Gagasan Muhammadiyah Tentang Fikih (Perlindungan) Anak
Anak merupakan investasi
teragung bagi orang tua, keluarga dan masyarakat yang harus dirawat dan dijaga.
Bagi sebuah bangsa, anak merupakan generasi penerus perjuangan dan kemajuan
bangsa di masa depan. Kesuksesan dan kegagalannya sangat tergantung pada
generasi muda. Sehingga wajar jika ada ungkapan yang menyatakan; jika ingin
menguasai sebuah negara maka kuasailah generasi mudanya. Dalam Islam, anak-anak
(generasi muda) mendapatkan perhatian yang sangat serius. Bahkan, kata al-walad
(yang berarti anak) dengan berbagai derivasinya diulangi dalam al-Qur’an sebanyak
65 kali. Pengulangan yang begitu banyak ini menunjukkan signifikansi dan strategisnya
posisi anak baik dalam keluarga, masyarakat, maupun agama. Oleh sebab itu,
menelantarkan anak apalagi sampai membunuhnya merupakan tindakan amoral yang sangat
dikecam dalam Islam, bahkan dipandang sebagai perilaku kaum kafir dan musyrik
(QS. Al-An’am: 137) dan perilaku orang-orang bodoh (QS. Al-An’am: 140).

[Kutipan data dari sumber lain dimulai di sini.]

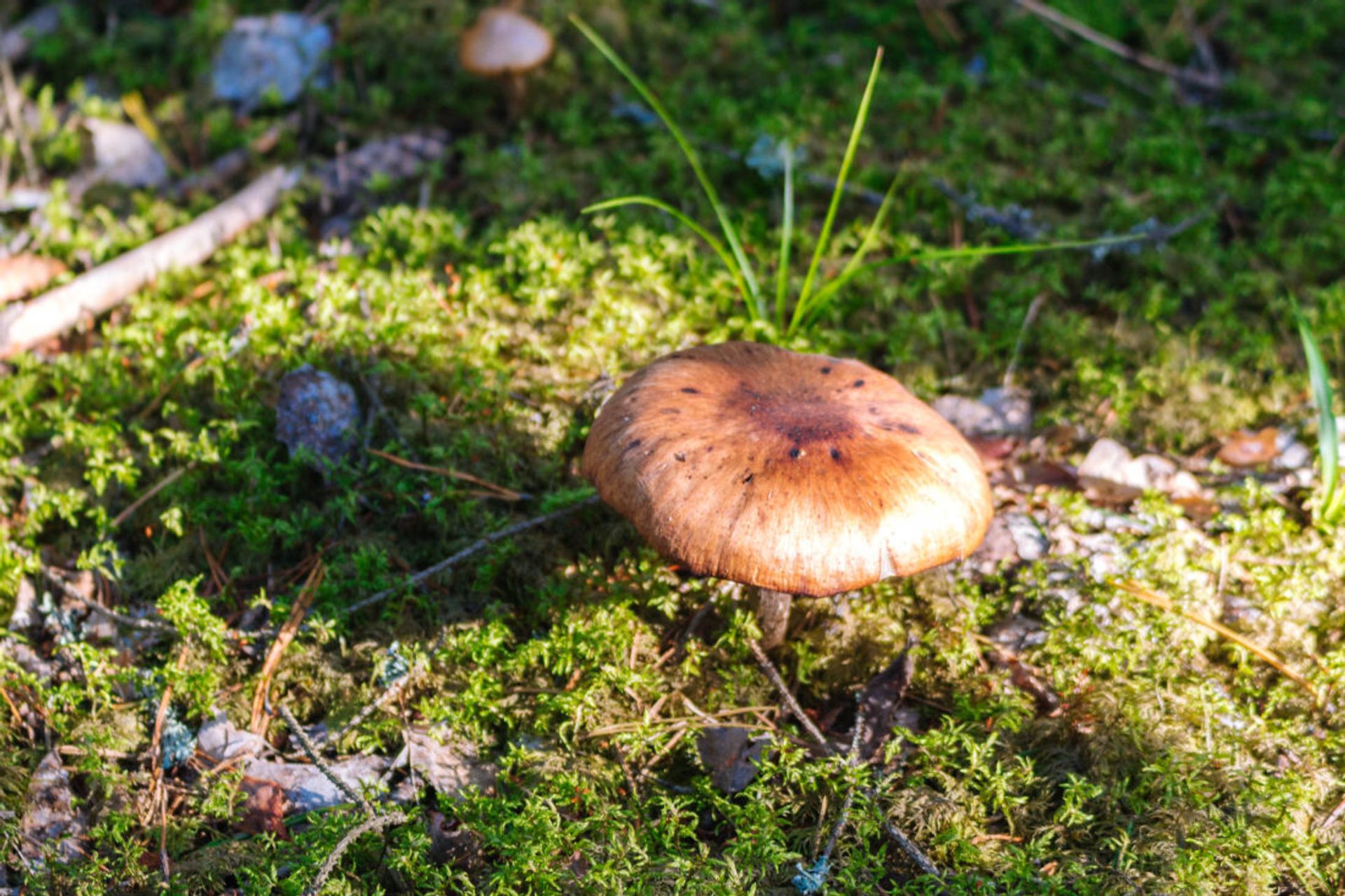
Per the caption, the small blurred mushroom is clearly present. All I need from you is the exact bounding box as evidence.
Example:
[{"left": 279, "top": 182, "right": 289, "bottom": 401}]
[
  {"left": 457, "top": 0, "right": 556, "bottom": 118},
  {"left": 584, "top": 342, "right": 994, "bottom": 650}
]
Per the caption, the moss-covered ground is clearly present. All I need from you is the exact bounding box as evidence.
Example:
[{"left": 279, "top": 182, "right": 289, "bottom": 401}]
[{"left": 0, "top": 0, "right": 1345, "bottom": 893}]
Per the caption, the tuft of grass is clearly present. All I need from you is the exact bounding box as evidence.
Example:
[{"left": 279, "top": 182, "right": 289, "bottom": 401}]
[{"left": 1297, "top": 313, "right": 1345, "bottom": 526}]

Namun realitasnya, akhir-akhir
ini publik seringkali disuguhkan dengan informasi seputar kasus hukum yang
menimpa anak-anak. Bahkan sebagian masyarakat acap kali melihat secara live
“adegan horor” berbagai bentuk kriminalitas yang menimpa anak-anak. Menurut
laporan kepolisian sebagaimana dimuat dalam beberapa media cetak maupun
elektronik, bahwa pada tahun 2015 kepolisian Republik Indonesia telah menangani
lebih dari 500-an kasus setiap tahunnya.
Diantara kasus-kasus
tersebut, sebagian diantaranya menempatkan anak sebagai korbannya, seperti;
korban pemerkosaan, penganiayaan, pelecehan seksual, pembunuhan dan lain
sebagainya, dan sebagian lagi menempatkan anak sebagai pelaku pelanggaran
hukum, seperti; kasus pembunuhan oleh anak terhadap teman sebaya, pelecehan seksual
oleh anak-anak, tawuran, konsumsi narkoba dan lain sebagainya. Bahkan saat ini,
trend pengguna narkoba telah banyak menyasar kepada anak-anak-anak usia
sekolah dasar dan menengah.
Di sisi lain, kasus-kasus
hukum yang ditangani oleh kepolisian, hanyalah sebagian kecil dari banyak kasus
hukum yang menimpa anak-anak. Ibarat gunung es, kasus tersebut merupakan puncak
dari gunung es yang terlihat dan dilaporkan baik oleh keluarga korban maupun
masyarakat. Kasus-kasus yang ditanganipun cenderung merupakan kasus-kasus besar
yang menjadi sorotan media dan masyarakat luas. Namun di perut dan dasar gunung
es tersebut kasus hukum anak jumlahnya jauh lebih besar lagi. Hal ini terbukti
berdasarkan data yang dipublis oleh Komisi Perlindungan Anak Indonesia (KPAI),
bahwa kekerasan pada anak selalu mengalami peningkatan dari tahun ke tahun.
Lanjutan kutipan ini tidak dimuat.